Being based on the A-Class which is a sweet to drive car means the GLA is also very capable and confident on twisty B roads. The increased ride height along with the chunkier tyres make the GLA much more comfortable than the A-Class, but the drawback is more body roll.
There aren’t a lot of engines to choose from, but each has a purpose. Pick the GLA200 d for the most miles per gallon, the GLA220 d for a bit more performance or go the petrol route and get the GLA250 that is arguably the best all-rounder.
The GLA costs more than an A-Class but for that you get good levels of standard kit – artificial leather seats, DAB digital radio and emergency city braking are standard on all models.
A facelifted 2017 model has already been spotted undergoing testing. See this new prototype Mercedes GLA in our dedicated price, specs and release date article.
The GLA nets roughly on a par with the A-Class on which it’s based and that’s not much of a surprise. It retains the majority of the A’s good looks while improving the ride at very little handling offset.
It’s a little on the pricey side, but when stacked up against the BMW X1 and Audi Q3 it makes some sense – and looks nowhere near as ordinary!
In effect the GLA drives exactly like you’d expect it to drive if it were an A-Class with 50mm more ride height and softer suspension. Ride quality is significantly improved by comparison, though that’s not really tricky. It’s far easier to live with around town and on the open road.
Performance & Economy
The GLA’s engine line-up is made up of four power units – two diesels and two petrols.
The range begins with the 2.1-litre diesel fitted to the 200d. It is the only engine that can be had with a manual gearbox – all others get a smooth-shifting seven-speed dual-clutch automatic as standard. It is the least powerful and not surprisingly (thanks to the option to have two-wheel drive) the most frugal being able to return fuel economy of more than 67mpg. However, it’s not very refined and it’s clatter dents the premium feel of the GLA.
The 2.1-litre diesel in the GLA 220d is the same as in the 200d, but has more power – making it the pick of the bunch. It sprints from 0-62mph in 7.7 seconds while still managing to return 56mpg.

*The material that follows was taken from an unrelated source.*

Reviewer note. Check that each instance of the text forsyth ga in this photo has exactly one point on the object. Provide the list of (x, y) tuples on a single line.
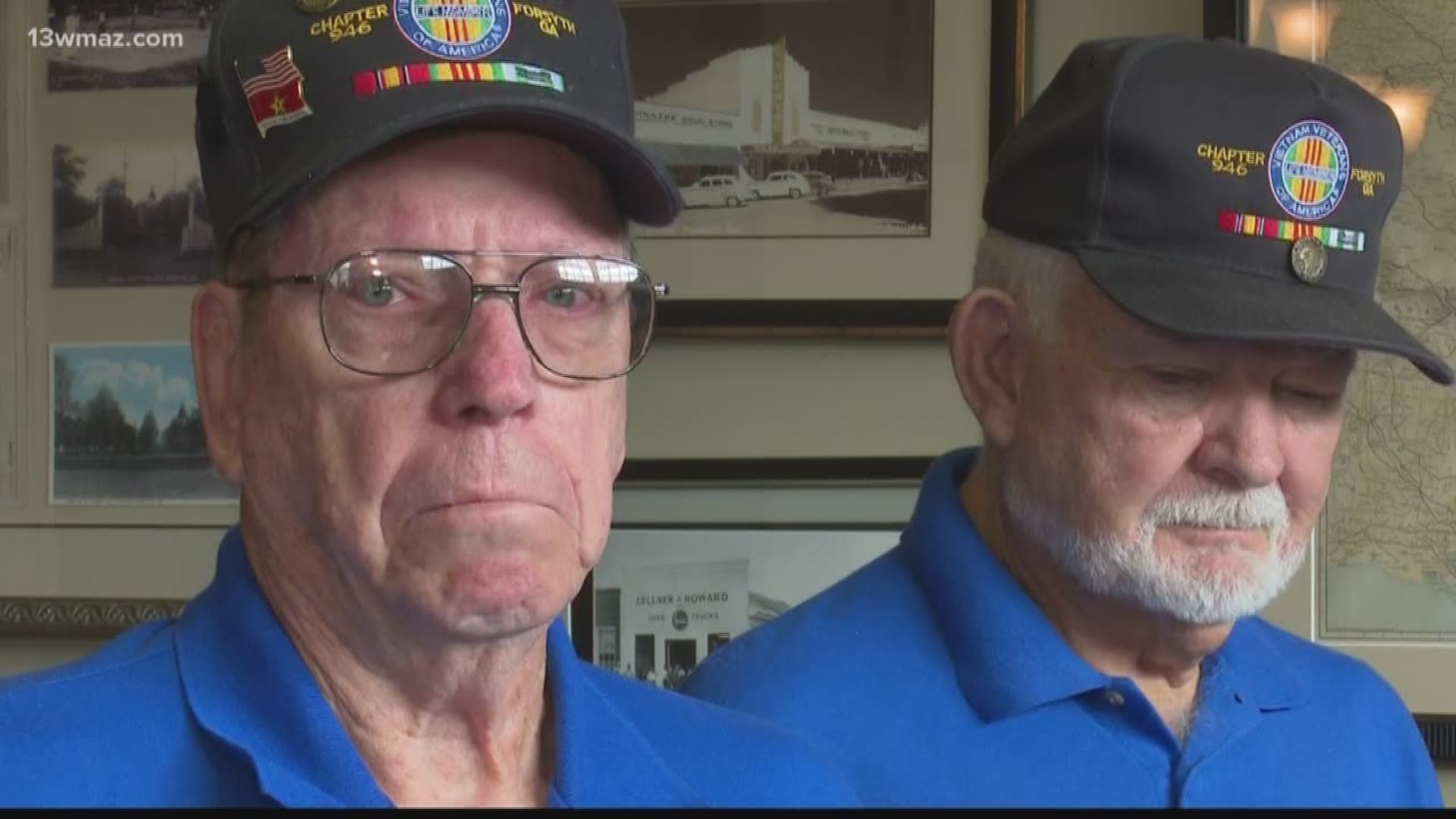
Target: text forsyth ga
[(1237, 161)]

The cheapest petrol in the range produces 211hp from it’s 2.0-litre capacity with the help of a turbocharger and it feels lively and sounds characterful. A performance hatchback baiting 0-62mph time of 6.6 seconds should be enough to sway you away from diesel power if performance is key and, to further back its appeal, the petrol engine is decently economical on fuel – 43.5mpg is not bad for the performance on offer.
Topping off the range is a 365hp petrol 2.0-litre petrol, dubbed the GLA45 AMG. Four-wheel-drive means it will leap to 62mph in less than five seconds and push on to a limited 155mph if you so desire. Unsurprisingly, this version is expensive to buy and fuel.
Handling has taken a light knock as a result of the GLA’s tall suspension, but it’s still far more car-like than it is a crossover and it’s pretty enjoyable to punt down a road with purpose knowing you don’t have to avoid particularly thick painted lines. AMG suspension brings you 15mm closer to the road again and makes for a better driving experience with not too much of the old harsh ride brought back.